Conversation
|
Hi Carlo, this is a great draft! I am Ajay Boddeda, a GSoC 2026 applicant interested in the DataFrames API project. I have hands-on experience with PySpark DataFrames and I am very excited about this direction. I especially like the Row + Schema abstraction idea. Would love to contribute to this and build on your work! |
|
Hi Carlo, I have been studying your draft code carefully. The Row class with a list of generic objects and the Schema mapping column names to types is a clean design. I have one question — for the filter() operation, are you planning to use expression-based filtering like Spark's Column expressions, or a simpler predicate approach first? I ask because in PySpark I use df.filter(df.age > 21) daily in production and I'm thinking about how to map that cleanly to Wayang's execution plan. |
|
Hi Carlo, I noticed you pushed a new refining commit after our discussion — exciting to see the draft evolving! I cloned the Wayang repository locally and have been studying the wayang-api-scala-java structure to understand where the DataFrame API would best fit. Looking forward to seeing the updated design! |
|
Hi Carlo, I studied the new commits carefully — this is excellent progress! I noticed you used Java Records for both Row and Schema which is exactly the direction I suggested on issue #514. The SparkSelectOperator using Dataset[Row] with functions::col is a clean implementation. |
Hi Ajay, I am glad you find the design clean. To address your question, I suggest you to look at SelectOperator's comment, there you can find an exhaustive explenation; if you will still have doubts please let me know. |
Hi, I am glad that you also think that using record class might be a good choice. |
|
Hi Carlo, thank you for the detailed responses! I read SelectOperator's comment carefully — the explanation about untyped expressions vs UDFs is very clear and makes perfect sense for the DataFrame abstraction. |
Hi Ajay, reading the last part of your message, I fear there is a misunderstanding. I am not a mentor for the project; instead, I am also a GSoC applicant interested in the project :) |
|
Hi Carlo, thank you for clarifying! That actually makes our discussion even more interesting — it's great to connect with another applicant who is equally passionate about this project. Your draft has been really helpful in understanding the design direction. Looking forward to seeing how this project evolves. Best of luck with your proposal! |
Hi everyone.
The aim of this draft is not to provide a ready-to-use toy DF API, instead the goal is to share my ideas regarding the API with the help of code and comments which (hopefully) help in communicating the core ideas.

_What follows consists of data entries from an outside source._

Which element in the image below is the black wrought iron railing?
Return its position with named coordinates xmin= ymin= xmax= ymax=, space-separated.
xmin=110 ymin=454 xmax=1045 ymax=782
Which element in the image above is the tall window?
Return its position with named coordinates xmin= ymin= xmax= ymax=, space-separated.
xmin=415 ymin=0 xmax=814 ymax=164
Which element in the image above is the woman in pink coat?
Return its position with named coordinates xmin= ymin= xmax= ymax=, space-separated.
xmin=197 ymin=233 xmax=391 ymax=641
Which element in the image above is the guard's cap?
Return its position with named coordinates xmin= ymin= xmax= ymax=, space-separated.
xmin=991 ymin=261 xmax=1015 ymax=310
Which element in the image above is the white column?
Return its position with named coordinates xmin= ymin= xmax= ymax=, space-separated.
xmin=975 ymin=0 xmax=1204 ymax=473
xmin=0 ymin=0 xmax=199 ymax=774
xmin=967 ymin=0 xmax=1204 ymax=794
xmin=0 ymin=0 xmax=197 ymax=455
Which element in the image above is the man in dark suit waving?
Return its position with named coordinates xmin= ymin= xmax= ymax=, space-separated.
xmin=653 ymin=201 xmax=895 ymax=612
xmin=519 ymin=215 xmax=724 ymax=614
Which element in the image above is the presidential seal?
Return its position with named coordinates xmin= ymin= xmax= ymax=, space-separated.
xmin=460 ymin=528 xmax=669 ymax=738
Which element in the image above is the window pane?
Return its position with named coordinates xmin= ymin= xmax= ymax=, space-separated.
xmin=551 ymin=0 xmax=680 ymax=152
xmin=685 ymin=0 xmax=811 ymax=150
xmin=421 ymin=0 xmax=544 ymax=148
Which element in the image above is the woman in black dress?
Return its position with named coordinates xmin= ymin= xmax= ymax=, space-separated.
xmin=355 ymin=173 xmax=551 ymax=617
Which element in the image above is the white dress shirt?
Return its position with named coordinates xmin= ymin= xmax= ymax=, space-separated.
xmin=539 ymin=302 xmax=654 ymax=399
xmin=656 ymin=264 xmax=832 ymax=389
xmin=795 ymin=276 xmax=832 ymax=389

THE PROJECT IN BRIEF, RATIONALE AND IMPACT
Currently, Wayang users leverage the DataQuanta abstraction to build execution plans in an object-oriented style. In other words, users write strongly-typed lambda functions that operate on typed objects. While this approach guarantees compile-time type safety, it reflects a paradigm that has largely been superseded in most of use cases. The current state of the art is the DataFrame paradigm. Instead of writing opaque functions that operate on typed objects, users employ SQL-like declarative expressions that operate on tables with a schema; for this reason the executor engine has enough informations to perform advanced optimizations such as filtering and selecting data at the source. Wayang will provide the Dataframe abstraction by leveraging the existing DataQuanta class. Specifically, a Wayang Dataframe will be a wrapper arround a DataQuanta[Row] where the Row object provides a schema-aware container for data. The API will expose standard data science operations such as projection, filtering, and aggregation. Deliverables: A Dataframe API within Apache Wayang. This new API will be leveraged by data scientists and engineers that will have the opportunity to write plans of execution in a Dataframe style, and, having each part of their data pipeline executed by the engine that is best suited for the job.
I hope to get some feedback to improve my proposal.